Dr. Durene Wheeler has dedicated her life to educating and fighting injustice. A professor at NEIU since 2006, Wheeler teaches in the College of Education and Arts and Sciences.

Wheeler was born in Ohio and earned her bachelor’s at Wooster College then attended Ohio State for her masters and doctorate. As an undergrad, she was a studio art major, with a minor in sociology. Her first masters was in higher education and student affairs with a minor in counseling psychology. Her doctorate is in cultural and social foundations and education, with a minor in Women’s and Gender Studies and African American Studies.

She admits that she stumbled upon teaching. “I decided that I wanted to teach because I was working in disability services. I was helping out students and doing workshops for parents to help them transition. Because if you are a student with an information processing disorder in high school, your parents are your advocate,” Wheeler said.

“When you get to higher education, parents have to get out of the way and let the students be their own advocate. And some parents had a lot of trouble with that. So we would do workshops to train them. But we also do workshops to make our faculty a lot more sensitive in dealing with students that had different learning styles and different learning abilities. So that’s when I think I got the idea to teach,” she continued.

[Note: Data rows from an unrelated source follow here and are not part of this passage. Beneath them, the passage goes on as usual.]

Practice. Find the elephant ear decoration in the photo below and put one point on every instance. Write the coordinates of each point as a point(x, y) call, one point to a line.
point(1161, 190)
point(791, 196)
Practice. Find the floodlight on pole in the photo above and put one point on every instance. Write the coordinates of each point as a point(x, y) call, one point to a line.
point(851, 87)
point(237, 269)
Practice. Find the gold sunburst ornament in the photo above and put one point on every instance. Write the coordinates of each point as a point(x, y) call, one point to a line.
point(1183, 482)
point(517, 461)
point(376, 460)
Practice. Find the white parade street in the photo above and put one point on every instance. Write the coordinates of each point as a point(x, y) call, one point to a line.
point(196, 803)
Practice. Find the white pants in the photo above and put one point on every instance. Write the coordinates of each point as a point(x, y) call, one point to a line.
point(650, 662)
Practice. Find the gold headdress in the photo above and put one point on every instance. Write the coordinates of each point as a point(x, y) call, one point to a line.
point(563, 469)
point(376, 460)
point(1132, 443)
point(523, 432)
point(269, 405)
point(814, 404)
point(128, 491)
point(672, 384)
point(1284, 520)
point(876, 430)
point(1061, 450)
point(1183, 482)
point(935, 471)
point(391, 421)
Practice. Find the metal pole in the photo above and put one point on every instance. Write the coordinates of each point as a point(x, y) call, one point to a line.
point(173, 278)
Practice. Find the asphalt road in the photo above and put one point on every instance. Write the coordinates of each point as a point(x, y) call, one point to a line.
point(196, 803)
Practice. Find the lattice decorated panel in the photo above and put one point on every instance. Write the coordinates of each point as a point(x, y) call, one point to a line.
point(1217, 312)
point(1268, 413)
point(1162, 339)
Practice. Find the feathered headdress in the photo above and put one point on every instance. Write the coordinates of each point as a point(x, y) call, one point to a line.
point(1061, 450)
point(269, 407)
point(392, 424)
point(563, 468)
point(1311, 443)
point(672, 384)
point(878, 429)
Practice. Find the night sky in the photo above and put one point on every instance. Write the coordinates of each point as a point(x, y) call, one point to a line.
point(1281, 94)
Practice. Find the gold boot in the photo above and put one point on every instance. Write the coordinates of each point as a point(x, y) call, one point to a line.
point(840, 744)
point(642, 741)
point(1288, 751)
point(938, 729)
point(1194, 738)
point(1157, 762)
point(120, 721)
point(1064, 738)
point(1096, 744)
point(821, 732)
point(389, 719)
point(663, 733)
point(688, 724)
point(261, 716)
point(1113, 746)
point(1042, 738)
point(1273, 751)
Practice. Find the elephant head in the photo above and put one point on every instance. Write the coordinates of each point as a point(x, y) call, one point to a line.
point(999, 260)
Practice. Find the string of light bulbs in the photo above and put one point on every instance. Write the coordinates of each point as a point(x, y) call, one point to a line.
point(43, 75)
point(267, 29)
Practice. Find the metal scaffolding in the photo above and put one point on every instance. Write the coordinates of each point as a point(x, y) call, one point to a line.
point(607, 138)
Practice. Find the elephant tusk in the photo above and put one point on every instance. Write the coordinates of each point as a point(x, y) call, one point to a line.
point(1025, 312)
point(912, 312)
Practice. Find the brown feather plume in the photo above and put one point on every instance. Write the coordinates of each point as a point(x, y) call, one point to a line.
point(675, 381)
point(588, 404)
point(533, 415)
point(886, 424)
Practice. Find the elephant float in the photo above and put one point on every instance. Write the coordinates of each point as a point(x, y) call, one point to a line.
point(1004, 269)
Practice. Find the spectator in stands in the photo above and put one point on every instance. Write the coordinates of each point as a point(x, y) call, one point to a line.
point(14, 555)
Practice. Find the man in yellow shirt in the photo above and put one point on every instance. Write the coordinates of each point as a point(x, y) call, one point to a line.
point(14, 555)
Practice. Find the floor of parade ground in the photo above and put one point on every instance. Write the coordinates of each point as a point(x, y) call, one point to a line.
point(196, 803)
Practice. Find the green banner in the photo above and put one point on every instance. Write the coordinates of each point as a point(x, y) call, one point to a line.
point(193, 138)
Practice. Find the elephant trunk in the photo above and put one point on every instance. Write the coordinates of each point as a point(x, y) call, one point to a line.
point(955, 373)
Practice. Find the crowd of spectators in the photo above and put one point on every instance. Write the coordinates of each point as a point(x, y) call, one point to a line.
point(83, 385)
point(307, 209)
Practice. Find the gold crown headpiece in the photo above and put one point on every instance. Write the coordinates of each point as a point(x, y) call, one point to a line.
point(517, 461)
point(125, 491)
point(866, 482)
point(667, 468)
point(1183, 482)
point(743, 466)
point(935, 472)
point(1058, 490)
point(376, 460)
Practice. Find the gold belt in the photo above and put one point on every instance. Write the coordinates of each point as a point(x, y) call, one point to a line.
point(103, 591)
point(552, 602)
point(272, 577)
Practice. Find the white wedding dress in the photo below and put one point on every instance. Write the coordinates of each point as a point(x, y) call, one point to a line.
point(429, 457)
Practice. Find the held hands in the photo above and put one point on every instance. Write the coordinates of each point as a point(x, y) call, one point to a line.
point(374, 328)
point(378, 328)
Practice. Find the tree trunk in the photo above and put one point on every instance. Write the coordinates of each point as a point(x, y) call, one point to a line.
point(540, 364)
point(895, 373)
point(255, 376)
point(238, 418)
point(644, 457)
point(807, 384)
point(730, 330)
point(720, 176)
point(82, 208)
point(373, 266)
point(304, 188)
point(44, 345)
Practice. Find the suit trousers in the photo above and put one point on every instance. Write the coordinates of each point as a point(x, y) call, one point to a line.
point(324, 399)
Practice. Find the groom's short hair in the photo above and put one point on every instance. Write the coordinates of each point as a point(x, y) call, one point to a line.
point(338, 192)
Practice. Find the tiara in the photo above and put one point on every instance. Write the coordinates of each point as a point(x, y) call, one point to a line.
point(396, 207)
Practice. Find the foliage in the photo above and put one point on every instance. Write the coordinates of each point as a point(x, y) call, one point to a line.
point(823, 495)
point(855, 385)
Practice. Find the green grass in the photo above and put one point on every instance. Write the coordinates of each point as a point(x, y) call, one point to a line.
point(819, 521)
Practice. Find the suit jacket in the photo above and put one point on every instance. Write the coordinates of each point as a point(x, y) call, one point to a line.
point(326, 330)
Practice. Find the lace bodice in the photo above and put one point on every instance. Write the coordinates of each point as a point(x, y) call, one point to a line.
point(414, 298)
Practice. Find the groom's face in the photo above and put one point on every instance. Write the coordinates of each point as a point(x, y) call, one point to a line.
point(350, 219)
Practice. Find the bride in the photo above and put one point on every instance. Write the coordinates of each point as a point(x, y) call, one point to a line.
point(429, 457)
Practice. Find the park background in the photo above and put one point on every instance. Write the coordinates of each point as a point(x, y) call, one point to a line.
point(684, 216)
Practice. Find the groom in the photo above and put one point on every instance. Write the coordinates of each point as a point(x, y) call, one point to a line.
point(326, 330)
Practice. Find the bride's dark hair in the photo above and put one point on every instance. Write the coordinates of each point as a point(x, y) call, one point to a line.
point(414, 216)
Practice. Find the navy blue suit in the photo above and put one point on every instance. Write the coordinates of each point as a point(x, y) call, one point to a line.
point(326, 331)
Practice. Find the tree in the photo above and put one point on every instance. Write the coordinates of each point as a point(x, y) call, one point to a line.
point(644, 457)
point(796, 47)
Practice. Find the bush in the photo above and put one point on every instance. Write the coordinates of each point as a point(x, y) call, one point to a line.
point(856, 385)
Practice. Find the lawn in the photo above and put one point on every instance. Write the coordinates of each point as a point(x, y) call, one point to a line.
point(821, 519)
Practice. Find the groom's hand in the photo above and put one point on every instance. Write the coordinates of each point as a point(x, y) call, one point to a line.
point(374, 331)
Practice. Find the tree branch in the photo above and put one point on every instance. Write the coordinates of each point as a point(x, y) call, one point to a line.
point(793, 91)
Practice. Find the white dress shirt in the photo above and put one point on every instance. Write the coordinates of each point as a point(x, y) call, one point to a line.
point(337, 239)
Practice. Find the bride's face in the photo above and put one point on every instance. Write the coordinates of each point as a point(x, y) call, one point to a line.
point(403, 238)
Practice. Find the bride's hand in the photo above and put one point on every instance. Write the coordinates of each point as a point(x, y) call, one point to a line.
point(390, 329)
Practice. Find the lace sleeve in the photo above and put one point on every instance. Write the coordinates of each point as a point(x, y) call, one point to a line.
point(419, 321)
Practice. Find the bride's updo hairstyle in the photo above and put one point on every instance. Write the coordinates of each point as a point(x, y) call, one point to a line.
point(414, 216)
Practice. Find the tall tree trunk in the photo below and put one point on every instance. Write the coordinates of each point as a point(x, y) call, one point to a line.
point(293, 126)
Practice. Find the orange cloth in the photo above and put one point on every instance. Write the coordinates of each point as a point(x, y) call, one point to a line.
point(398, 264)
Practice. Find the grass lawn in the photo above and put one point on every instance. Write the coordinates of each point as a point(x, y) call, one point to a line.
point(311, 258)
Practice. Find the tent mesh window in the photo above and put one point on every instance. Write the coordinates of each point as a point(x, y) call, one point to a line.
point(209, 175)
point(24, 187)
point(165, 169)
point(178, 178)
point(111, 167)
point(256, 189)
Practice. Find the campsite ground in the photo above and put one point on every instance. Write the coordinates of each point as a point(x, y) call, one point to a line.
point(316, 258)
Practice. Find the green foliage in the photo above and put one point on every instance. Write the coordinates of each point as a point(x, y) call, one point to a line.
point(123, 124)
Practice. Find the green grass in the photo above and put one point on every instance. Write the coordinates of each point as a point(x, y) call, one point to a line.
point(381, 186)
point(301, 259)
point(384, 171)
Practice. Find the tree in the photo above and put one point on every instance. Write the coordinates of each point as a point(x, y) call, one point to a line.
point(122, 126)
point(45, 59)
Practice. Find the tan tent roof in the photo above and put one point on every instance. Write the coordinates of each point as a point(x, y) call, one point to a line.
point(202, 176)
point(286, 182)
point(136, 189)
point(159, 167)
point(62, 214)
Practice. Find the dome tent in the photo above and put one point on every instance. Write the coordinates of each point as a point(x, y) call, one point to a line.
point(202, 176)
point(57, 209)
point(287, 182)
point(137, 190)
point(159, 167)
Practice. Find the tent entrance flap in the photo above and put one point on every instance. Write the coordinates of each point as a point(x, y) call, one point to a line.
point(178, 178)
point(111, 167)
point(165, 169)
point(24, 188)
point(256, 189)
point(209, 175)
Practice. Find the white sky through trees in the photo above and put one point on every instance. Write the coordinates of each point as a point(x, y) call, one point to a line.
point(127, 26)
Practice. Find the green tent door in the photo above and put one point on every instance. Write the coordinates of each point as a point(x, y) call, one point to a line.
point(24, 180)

While Wheeler has been impacting many other lives, she credits her mother for having the biggest impact on her own life. “My mother is the most wonderful person in the world. She has always taught us that to be the best, we had to do our best. But more importantly, she has modeled that for us. She had high expectations of us. She knew her daughters and she knew what our strengths were and what our limitations were. I remember in third grade, I found out about the president of the United States and I came home and said, ‘Mom, I will be the first black woman president of the United States.’ and she said, ‘if anybody can do it, you can.’ That was her mentality.”

Wheeler’s message to the women of NEIU is as follows: “Believe in yourself, don’t let anybody tell you what you can or can’t do. Stop the negative self talk. You are a star. You are a masterpiece. Like I used to tell my son when he was little, you are massively and wonderfully made.”